Наконец, мы вплели в его жизнеописание и дворянский мотив, ведь он женился на графине Ауэль, симпатичной селяночке неброской внешности, но с хорошо налаженным поместьем, в котором выращивали фрукты и разводили форель. Однако для иллюстраций нам важнее было имевшееся там же собаководство. Получились великолепные снимки: обвешанный щенками Румяное Яблочко стоит на террасе замка, как сияющий румяный Лаокоон. Были у них и дети – одетые в грубошерстные костюмчики такого типа, в каких знать любит щеголять в деревне, они тоже смотрелись весьма привлекательно. Из этого можно было кое-что выколотить: «Сын рабочего женится на графине. Их связывает христианское наследие».
Между тем он уже двенадцать лет не заглядывал в спальню жены, и она рожает от любовника детей, которых он преспокойно узаконивает. От него только восемнадцатилетняя Рут и шестнадцатилетний Хульдрайх, а одиннадцатилетний Этельберт и девятилетняя Мехтхильда – чужие. Но приличия не нарушены: во времена избирательных кампаний он навещает жену, фотографируется с ней; сидит в раздумье, беседует с ее любовником (кстати, это вполне славный агроном) или отдыхает на террасе, а порой и коня оседлает, однажды он даже, засучив рукава, взял вилы.
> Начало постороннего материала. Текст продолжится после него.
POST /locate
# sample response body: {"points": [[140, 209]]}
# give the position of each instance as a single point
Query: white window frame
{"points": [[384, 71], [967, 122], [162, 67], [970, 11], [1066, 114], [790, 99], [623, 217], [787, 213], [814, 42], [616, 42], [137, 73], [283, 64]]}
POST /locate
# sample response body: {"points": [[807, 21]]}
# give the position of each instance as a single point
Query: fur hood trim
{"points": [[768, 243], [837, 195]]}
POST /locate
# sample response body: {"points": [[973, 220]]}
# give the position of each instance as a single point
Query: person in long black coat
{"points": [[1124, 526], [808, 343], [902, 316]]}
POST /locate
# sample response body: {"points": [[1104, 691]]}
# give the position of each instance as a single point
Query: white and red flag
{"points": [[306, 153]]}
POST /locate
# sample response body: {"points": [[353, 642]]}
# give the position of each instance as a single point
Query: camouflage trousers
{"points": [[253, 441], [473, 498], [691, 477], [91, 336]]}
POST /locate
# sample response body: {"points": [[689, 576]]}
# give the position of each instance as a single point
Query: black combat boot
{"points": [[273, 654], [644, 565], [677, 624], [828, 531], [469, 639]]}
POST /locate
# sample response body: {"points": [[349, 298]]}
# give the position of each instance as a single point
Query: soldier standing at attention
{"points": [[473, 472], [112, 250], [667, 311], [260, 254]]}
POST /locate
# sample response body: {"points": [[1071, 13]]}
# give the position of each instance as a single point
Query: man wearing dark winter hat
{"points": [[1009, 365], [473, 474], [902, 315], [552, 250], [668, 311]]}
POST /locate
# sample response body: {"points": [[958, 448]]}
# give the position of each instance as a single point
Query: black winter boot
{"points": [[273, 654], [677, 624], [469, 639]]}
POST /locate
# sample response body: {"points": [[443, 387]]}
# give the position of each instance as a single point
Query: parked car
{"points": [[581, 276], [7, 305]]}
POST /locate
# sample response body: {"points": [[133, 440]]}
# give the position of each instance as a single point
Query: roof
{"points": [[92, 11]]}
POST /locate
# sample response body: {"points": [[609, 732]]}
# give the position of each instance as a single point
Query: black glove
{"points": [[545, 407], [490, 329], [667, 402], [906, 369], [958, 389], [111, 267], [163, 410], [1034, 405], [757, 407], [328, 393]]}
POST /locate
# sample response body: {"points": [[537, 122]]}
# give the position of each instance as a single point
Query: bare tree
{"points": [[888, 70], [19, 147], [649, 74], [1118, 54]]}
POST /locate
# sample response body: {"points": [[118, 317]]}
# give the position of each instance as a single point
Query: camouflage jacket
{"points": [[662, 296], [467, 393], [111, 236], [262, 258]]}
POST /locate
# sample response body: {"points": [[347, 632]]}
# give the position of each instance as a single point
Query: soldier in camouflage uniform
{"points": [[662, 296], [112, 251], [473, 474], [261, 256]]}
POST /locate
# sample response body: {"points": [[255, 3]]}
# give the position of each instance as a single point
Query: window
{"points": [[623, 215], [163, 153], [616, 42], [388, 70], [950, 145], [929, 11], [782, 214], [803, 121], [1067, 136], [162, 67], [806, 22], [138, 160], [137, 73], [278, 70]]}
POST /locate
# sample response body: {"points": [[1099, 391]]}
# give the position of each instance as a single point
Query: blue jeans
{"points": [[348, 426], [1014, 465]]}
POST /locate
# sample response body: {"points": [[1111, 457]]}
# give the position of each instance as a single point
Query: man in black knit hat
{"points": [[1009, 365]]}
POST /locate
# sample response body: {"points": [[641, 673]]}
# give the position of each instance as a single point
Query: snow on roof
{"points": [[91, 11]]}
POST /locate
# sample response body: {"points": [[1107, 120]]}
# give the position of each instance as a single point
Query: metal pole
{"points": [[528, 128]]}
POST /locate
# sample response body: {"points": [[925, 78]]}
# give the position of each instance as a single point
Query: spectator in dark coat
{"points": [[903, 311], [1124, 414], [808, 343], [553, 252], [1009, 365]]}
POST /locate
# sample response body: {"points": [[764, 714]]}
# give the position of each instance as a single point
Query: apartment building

На самом деле живет он только здесь – район слывет скромным, – в старом квартале, где вперемежку стоят и искусно отреставрированные и обшарпанные дома. В последних живут турки, студенты, разорившиеся дельцы, есть квартирные коммуны; в шикарных же домах живут врачи, адвокаты, тайные миллионеры, они занимают огромные квартиры, просторнее иного маленького замка. Тем не менее это не район вилл, и автомобили, стоящие на улице, во вмятинах и пестро размалеваны. Плуканский сам не водит машину, ему полагается служебная машина с шофером; но иногда он садится на велосипед и объезжает квартал, заглядывая в какую-нибудь забегаловку, чтобы выпить у стойки чашку кофе. В таком случае я обязан заблаговременно оповестить фотокорреспондентов. Он звонит мне по телефону и говорит: «Завтра с десяти до одиннадцати bicycle hour», то есть велосипедный час. Все-таки он живет в собственном избирательном округе – здесь он собирает пятьдесят четыре – пятьдесят шесть процентов голосов и уж если заходит в кафе, то обязательно расспрашивает о «нуждах молодежи». Это он умеет, так же как умеет давать интервью по любым вопросам, начиная с состояния велосипедных дорожек и ядерной энергетики до противозачаточных пилюль и налоговой реформы. На случай интервью у него под рукой кассеты, которые я заранее заряжаю. В словесной перепалке остается только найти нужную кнопку, но это он умеет, он прекрасно ориентируется в обстановке. Чтобы его ответы не казались слишком гладкими, я даже всадил несколько смущенных междометий: а-а, э-э, о-о, гм.